Peter Križan is a Belle II researcher based at the University of Ljubljana in Slovenia. He notes that the decay of a B meson to a kaon, a neutrino, and an antineutrino has been observed at Belle with higher-than-expected probability. “It’s super exciting. It’s a crack in the standard model,” he says. “But it’s not conclusive. We need more data.”
CERN’s Zimmermann and accelerator physicists from other facilities are troubleshooting with the SuperKEKB team. “We are trying to help them measure and correct their optics, simulate beam–beam effects, and compute beam losses around the ring,” says Zimmermann. With a new software package developed at CERN, he says, simulations can optimize collimator settings, for example. “In principle, with our model, we could help in many ways.”
Among the recommendations that Zimmermann’s review panel made in January are for the SuperKEKB team to explore shaping the incoming beam phase space by using nonlinear magnets. The panel also said that the team should continue investigating sudden beam loss “until one or more physical reasons and mechanisms have been found and verified beyond doubt.” Another recommendation is to “develop accelerator conditions” such that Belle II can restore the use of one of its key new detectors, which was turned off to protect it from sudden beam loss events.
The SuperKEKB accelerator team has cycled through various possible explanations for sudden beam loss. Accelerator physicist Masuzawa is confident that the team has identified the culprit: dust from a goopy vacuum sealant. “We cleaned the area, and the sudden beam losses almost disappeared,” she says. Zimmermann says that he is hopeful but not yet convinced that the sealant is the sole explanation.

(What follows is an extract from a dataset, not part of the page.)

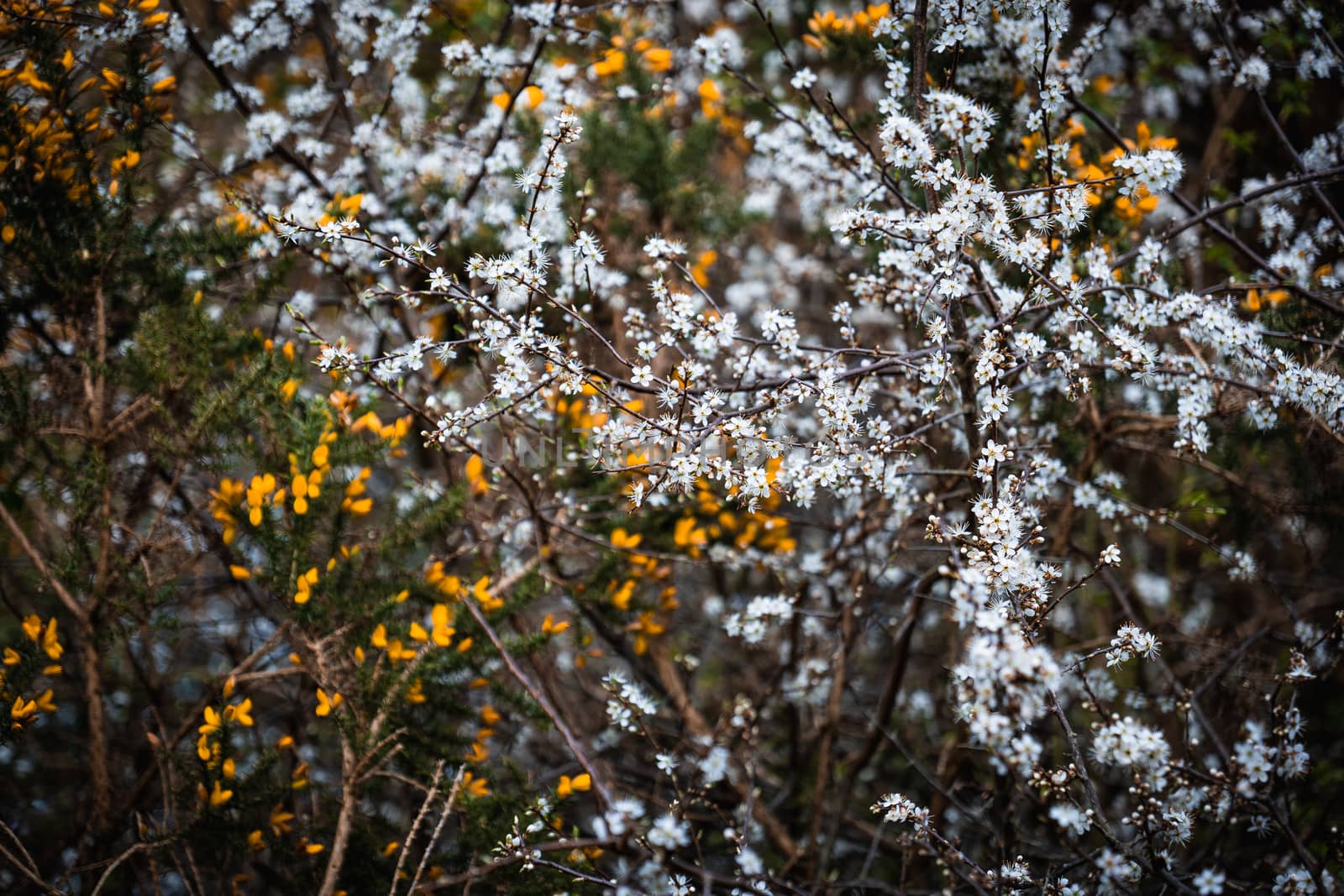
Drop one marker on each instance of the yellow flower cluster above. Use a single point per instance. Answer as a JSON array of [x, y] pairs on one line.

Mastering nanobeams at SuperKEKB would also benefit future projects like the Future Circular Collider (FCC) that CERN envisions. The FCC would be about 90 km in circumference and, in its initial electron–positron incarnation, would operate at collision energies up to 365 GeV. A similar project in China, the Circular Electron Positron Collider, would also require nanobeams. (See Physics Today, September 2020, page 26, and “China plans a Higgs factory,” Physics Today online, 17 December 2018.)

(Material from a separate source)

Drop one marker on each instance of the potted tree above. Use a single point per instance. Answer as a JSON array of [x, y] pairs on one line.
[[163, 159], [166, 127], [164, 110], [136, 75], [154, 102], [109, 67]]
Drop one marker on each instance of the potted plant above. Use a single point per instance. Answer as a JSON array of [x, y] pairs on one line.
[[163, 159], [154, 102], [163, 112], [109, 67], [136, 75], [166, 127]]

“It’s better to understand the problems at SuperKEKB, but it’s unlikely that the FCC would have the same problems,” says Zimmermann. If SuperKEKB achieves a 50 nm vertical-beam height, that would be excellent, he adds, but if the collaboration doesn’t reach its nanobeam goals, “it doesn’t necessarily bode poorly for future machines, although it could be bad for public perception.”
Still, particle and accelerator physicists see nanobeams as a must for such future machines. Keeping power use in check, says Browder, would be necessary to limit electricity costs, prevent melting components, and maintain a reasonable carbon footprint.